2) I tell my mother that this is immigrant mentality. She refuses to accept this. But I've seen it before, I insist, in the houses of my family, my friends; those who come, hoard.
3) Instead she tells me about a theory which exists in psychoanalysis: a displaced person, detached from their homeland, seeks to replace it, to locate it within the objects they bring with them. They're trying to replace ✨ the lost mother ✨
4) In a show and tell of important objects, she brought in her identity card. The document which documented her.
5) There’s a joke on tiktok where people go to the British Museum in the quest to find something British, but it’s full of stuff that's not British. Yet it all comes with paperwork, it’s all documented, so the museum can hoard it, it’s legit. Like my mother.
6) I look behind each glass cabinet, one by one. What is all this stuff? A jade pot, a clay cylinder, a painted figure, an ENTIRE marble staircase. Each object comes with a label saying things like, ‘the Egyptian pharaoh is painted black because black was thought to bring luck’ or ‘museum number 90920’. But the cylinder says something like, “𒅀𒋾𒅀𒀸𒄿𒄑”

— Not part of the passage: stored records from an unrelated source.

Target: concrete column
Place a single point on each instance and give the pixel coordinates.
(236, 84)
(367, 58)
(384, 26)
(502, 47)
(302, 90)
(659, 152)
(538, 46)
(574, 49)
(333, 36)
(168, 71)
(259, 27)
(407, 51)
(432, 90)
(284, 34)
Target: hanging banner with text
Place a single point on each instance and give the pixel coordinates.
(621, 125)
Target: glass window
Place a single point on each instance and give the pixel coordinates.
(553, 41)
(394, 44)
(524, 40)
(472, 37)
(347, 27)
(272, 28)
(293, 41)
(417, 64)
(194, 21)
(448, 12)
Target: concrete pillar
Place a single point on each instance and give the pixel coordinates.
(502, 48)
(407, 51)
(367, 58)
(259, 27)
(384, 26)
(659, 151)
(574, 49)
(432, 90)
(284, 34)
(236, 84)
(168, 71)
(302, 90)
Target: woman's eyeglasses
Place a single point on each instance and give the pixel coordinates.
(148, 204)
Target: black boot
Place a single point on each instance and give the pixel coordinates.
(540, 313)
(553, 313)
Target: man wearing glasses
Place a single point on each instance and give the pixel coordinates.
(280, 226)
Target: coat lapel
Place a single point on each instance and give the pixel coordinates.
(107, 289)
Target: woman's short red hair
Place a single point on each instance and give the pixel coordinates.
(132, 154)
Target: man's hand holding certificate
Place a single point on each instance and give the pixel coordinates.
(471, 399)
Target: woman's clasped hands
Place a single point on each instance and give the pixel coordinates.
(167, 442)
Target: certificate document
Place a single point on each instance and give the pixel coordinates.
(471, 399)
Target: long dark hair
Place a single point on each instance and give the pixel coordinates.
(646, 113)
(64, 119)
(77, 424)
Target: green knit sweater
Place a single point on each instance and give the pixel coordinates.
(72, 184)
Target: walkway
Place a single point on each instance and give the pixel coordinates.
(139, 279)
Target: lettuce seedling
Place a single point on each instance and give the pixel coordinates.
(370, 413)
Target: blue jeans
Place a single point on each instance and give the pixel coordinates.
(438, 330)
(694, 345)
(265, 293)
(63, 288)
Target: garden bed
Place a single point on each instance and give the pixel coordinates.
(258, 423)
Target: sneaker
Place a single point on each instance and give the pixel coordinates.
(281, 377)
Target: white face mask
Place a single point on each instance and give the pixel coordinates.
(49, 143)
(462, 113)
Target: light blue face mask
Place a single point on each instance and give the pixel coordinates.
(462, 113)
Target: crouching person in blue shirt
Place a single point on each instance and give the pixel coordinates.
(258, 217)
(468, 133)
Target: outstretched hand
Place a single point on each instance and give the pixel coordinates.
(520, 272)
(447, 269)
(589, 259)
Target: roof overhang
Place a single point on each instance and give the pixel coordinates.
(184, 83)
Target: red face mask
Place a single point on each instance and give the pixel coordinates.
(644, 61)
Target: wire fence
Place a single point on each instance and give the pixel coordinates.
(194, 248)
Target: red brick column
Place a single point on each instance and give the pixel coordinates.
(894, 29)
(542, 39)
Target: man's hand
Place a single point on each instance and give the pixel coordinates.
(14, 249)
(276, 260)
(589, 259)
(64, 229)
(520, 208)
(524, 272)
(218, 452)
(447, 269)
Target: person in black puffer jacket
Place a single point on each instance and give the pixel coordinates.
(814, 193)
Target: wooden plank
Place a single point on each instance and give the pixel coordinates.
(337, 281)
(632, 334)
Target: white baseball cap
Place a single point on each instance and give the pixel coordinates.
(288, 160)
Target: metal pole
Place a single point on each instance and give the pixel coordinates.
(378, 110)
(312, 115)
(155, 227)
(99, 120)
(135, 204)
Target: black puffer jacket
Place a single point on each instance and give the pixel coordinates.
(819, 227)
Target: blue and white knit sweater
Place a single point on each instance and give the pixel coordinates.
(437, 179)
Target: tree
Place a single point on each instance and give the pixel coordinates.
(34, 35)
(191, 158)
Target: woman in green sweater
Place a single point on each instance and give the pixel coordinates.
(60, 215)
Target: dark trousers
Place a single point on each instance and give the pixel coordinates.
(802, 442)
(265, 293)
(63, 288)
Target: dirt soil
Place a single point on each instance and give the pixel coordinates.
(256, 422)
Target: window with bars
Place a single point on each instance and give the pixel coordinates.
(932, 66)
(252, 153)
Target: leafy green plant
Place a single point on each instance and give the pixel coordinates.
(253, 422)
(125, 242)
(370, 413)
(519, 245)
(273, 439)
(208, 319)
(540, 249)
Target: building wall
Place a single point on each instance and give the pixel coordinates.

7) Azoulay tells us this: The establishment of Western museums on the idea of democratisation - the promise to enable citizens to enjoy the common wealth - implies that citizen’s rights are anchored in objects deposited in public institutions. However, the inscription of privileged citizens’ rights (mainly white Western citizens) in institutions established with labour extracted from non-Western peoples whose rights were denied through them, even though their objects form a constitutive part of their wealth, is inseparable from the inscription of this violence in these objects.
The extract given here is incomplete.